The Skull
Based on a Robert Bloch story, The Skull (1965) is a metaphor of compulsion—the desire to acquire at all costs. Peter Cushing is excellent as the morally weak armchair student of evil who wants to add the Marquis de Sade’s skull to his collection. Why not—he already owns Bluebeard’s dagger. Christopher Lee co-stars as fellow devotee of the outré who tries to warn his friend. Can Cushing resist the irresistible urge to kill?
Resistance
The premise is improbable: D-Day fails and the Germans somehow rebound and capture Britain. But suspending that thought, Resistance is a fascinating story that eschews combat scenes and easy heroics in favor of the psychology of occupation, collaboration and refusal. Life in Nazi England becomes a moral gray zone. The setting is moody (and tense with silence) as a Brontë-sisters’ landscape of rural Britain. Resistance stars “Game of Thrones” actors Tom Wlaschiha and Iwan Rheon.
Minimalism: A Documentary About the Important Things
Many people are forever hunting for bargains, keeping up with fads and shopping for the happiness that will always elude them. Matt D’Avella’s documentary Minimalism: A Documentary About the Important Things doesn’t refer to an aesthetic as much as a philosophy of life focused on owning only what is useful and joyful, turning off the enervating stimulus of advertising and—ultimately—escaping the prison of desire.
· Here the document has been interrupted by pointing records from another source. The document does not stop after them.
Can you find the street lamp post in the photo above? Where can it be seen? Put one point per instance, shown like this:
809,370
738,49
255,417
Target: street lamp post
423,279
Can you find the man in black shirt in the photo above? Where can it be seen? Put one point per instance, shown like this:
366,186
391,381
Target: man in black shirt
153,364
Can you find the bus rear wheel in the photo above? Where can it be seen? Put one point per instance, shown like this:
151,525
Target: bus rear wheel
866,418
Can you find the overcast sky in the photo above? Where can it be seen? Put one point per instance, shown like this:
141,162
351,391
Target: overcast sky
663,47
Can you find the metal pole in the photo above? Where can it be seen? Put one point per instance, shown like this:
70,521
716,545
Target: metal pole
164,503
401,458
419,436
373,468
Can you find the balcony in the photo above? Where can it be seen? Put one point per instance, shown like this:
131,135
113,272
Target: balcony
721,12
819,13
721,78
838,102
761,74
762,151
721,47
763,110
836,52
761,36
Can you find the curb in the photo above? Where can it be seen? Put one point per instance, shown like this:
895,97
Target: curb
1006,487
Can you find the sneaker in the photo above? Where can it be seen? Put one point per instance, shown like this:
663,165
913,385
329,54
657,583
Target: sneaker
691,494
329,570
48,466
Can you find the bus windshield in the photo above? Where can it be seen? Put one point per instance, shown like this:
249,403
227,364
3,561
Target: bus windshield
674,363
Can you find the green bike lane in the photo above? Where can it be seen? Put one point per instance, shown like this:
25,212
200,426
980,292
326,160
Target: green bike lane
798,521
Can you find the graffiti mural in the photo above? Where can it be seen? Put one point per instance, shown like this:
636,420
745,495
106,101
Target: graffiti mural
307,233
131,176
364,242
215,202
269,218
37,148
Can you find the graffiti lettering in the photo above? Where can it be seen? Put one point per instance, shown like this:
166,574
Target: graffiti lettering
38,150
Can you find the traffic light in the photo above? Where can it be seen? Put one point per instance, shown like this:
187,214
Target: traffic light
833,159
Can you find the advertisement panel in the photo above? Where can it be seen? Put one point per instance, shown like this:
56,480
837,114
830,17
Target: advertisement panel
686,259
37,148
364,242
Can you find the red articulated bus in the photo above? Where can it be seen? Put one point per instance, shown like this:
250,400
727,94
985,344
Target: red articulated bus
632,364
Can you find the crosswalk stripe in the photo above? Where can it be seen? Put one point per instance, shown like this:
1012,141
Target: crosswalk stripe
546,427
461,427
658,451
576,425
D’Avella interviews sociologists and psychologists as well as Millennials disillusioned by the emptiness of consumption.
Tower
Massacres by lone gunmen on campus were unheard of in 1966 when a sniper climbed the University of Texas Tower in Austin and began shooting. Keith Maitland’s Tower is an inventive documentary interposing animation with television footage and the memories of survivors whose horror has mellowed into matter-of-fact recollection. The use of animation brings the subject to life (and archival footage is scarce). Remarkable is the bravery of ordinary people and first responders grappling with an unknown situation.